Hostil (251 EC, junho-novembro), o filho mais novo de Décio, morreu no cargo de peste.

Gallus (251-253 EC), um comandante de Décio, também fez seu filho, Volusianus, co-imperador, ambos foram assassinados por suas próprias tropas que elevaram Amelianus.

Aemilianus (253 dC, agosto-outubro), um governador regional escolhido pelas tropas, que se mostrou decepcionante e foi assassinado em favor de Valeriano.

Valeriana (253-260 DC) fez de seu filho Galieno co-imperador. Ele foi capturado pelos persas sassânidas sob Shapur I (240-270 EC) em campanha e morreu como seu prisioneiro. De acordo com alguns relatos, seu corpo foi empalhado após sua morte e exibido na corte persa para dignitários visitantes.

Galieno (253-268 DC) foi um governante e líder militar eficaz que iniciou uma série de desenvolvimentos importantes nas forças armadas (principalmente expandindo o papel da cavalaria) e também culturalmente. Mesmo assim, ele não escapou do clima da época e foi assassinado por suas próprias tropas em campanha em uma conspiração envolvendo o futuro imperador Aureliano.

Claudius Gothicus (268-270 DC) que recebeu seu epíteto honorário “Gothicus” após suas vitórias sobre os godos. Diz-se que ele relutou em aceitar a posição de imperador e vingou o assassinato de Galieno. Ele mostrou grande promessa como um imperador eficaz, mas morreu de peste apenas dois anos após o início de seu reinado.

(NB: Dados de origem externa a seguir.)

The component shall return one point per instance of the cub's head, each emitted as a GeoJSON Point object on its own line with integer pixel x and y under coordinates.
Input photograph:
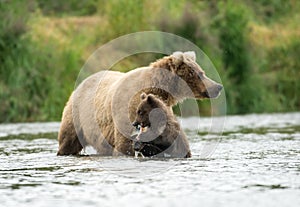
{"type": "Point", "coordinates": [147, 104]}
{"type": "Point", "coordinates": [184, 66]}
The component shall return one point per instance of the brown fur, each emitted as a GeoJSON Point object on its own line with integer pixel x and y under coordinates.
{"type": "Point", "coordinates": [103, 106]}
{"type": "Point", "coordinates": [163, 130]}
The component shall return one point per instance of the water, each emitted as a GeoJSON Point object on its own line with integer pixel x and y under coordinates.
{"type": "Point", "coordinates": [257, 163]}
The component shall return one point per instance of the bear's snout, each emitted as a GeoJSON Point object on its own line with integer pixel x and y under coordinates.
{"type": "Point", "coordinates": [214, 91]}
{"type": "Point", "coordinates": [135, 124]}
{"type": "Point", "coordinates": [137, 146]}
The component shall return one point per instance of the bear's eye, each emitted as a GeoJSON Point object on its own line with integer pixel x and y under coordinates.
{"type": "Point", "coordinates": [140, 112]}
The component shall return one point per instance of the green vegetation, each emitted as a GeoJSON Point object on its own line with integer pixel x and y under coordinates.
{"type": "Point", "coordinates": [255, 46]}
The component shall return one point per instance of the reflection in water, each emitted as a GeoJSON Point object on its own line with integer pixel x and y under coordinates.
{"type": "Point", "coordinates": [257, 161]}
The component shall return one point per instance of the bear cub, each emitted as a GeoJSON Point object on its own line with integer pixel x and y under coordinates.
{"type": "Point", "coordinates": [160, 134]}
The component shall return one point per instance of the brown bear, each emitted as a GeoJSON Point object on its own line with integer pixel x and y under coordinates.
{"type": "Point", "coordinates": [160, 133]}
{"type": "Point", "coordinates": [101, 109]}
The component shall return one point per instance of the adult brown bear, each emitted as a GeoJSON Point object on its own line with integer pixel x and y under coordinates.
{"type": "Point", "coordinates": [101, 109]}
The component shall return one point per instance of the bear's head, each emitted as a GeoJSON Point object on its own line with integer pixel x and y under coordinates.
{"type": "Point", "coordinates": [149, 104]}
{"type": "Point", "coordinates": [183, 66]}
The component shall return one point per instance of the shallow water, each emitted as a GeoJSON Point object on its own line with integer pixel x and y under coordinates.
{"type": "Point", "coordinates": [256, 163]}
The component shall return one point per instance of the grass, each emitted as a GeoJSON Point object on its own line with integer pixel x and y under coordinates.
{"type": "Point", "coordinates": [43, 48]}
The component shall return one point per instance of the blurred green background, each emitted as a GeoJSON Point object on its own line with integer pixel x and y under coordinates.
{"type": "Point", "coordinates": [255, 46]}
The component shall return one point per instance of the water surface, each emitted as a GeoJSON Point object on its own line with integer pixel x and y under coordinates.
{"type": "Point", "coordinates": [256, 163]}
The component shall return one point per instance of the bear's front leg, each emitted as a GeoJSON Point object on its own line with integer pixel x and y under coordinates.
{"type": "Point", "coordinates": [123, 145]}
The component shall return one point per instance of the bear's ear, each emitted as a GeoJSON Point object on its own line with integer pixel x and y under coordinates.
{"type": "Point", "coordinates": [150, 99]}
{"type": "Point", "coordinates": [177, 57]}
{"type": "Point", "coordinates": [143, 96]}
{"type": "Point", "coordinates": [190, 55]}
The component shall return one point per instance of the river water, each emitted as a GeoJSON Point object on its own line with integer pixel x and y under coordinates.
{"type": "Point", "coordinates": [256, 162]}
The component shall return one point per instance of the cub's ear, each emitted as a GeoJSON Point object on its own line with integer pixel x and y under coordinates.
{"type": "Point", "coordinates": [177, 57]}
{"type": "Point", "coordinates": [191, 55]}
{"type": "Point", "coordinates": [143, 96]}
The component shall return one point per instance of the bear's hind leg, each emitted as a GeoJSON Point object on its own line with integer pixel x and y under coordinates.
{"type": "Point", "coordinates": [69, 143]}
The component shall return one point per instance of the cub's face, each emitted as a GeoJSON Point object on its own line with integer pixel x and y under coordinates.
{"type": "Point", "coordinates": [142, 114]}
{"type": "Point", "coordinates": [187, 69]}
{"type": "Point", "coordinates": [148, 103]}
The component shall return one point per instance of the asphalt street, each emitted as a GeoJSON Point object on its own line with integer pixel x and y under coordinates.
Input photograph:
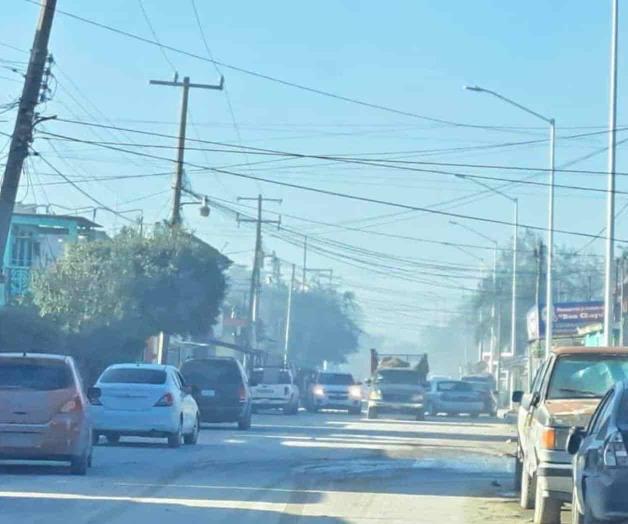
{"type": "Point", "coordinates": [308, 468]}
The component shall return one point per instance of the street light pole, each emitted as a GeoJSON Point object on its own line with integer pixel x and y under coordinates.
{"type": "Point", "coordinates": [610, 195]}
{"type": "Point", "coordinates": [549, 302]}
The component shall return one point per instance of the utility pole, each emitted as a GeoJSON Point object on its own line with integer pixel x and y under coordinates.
{"type": "Point", "coordinates": [539, 254]}
{"type": "Point", "coordinates": [610, 195]}
{"type": "Point", "coordinates": [175, 216]}
{"type": "Point", "coordinates": [24, 124]}
{"type": "Point", "coordinates": [258, 258]}
{"type": "Point", "coordinates": [304, 261]}
{"type": "Point", "coordinates": [286, 345]}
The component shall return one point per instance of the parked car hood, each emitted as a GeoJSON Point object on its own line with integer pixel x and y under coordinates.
{"type": "Point", "coordinates": [570, 412]}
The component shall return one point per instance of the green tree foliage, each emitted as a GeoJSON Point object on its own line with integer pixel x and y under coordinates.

Quintillus (270 DC), irmão de Cláudio Gótico, chegou ao poder brevemente após a morte deste, mas morreu logo depois, provavelmente assassinado por Aureliano.

Aureliano (270-275 DC) foi um dos poucos imperadores de quartel a fazer um esforço conjunto para colocar o bem do povo e a segurança do império acima de sua própria ambição pessoal. Ele reuniu o império derrotando os impérios separatistas Gálico e Palmireno e trazendo-os de volta ao controle romano e também foi vitorioso sobre várias tribos hostis diferentes, protegendo assim as fronteiras. Apesar de seus sucessos, ele foi assassinado por seus comandantes.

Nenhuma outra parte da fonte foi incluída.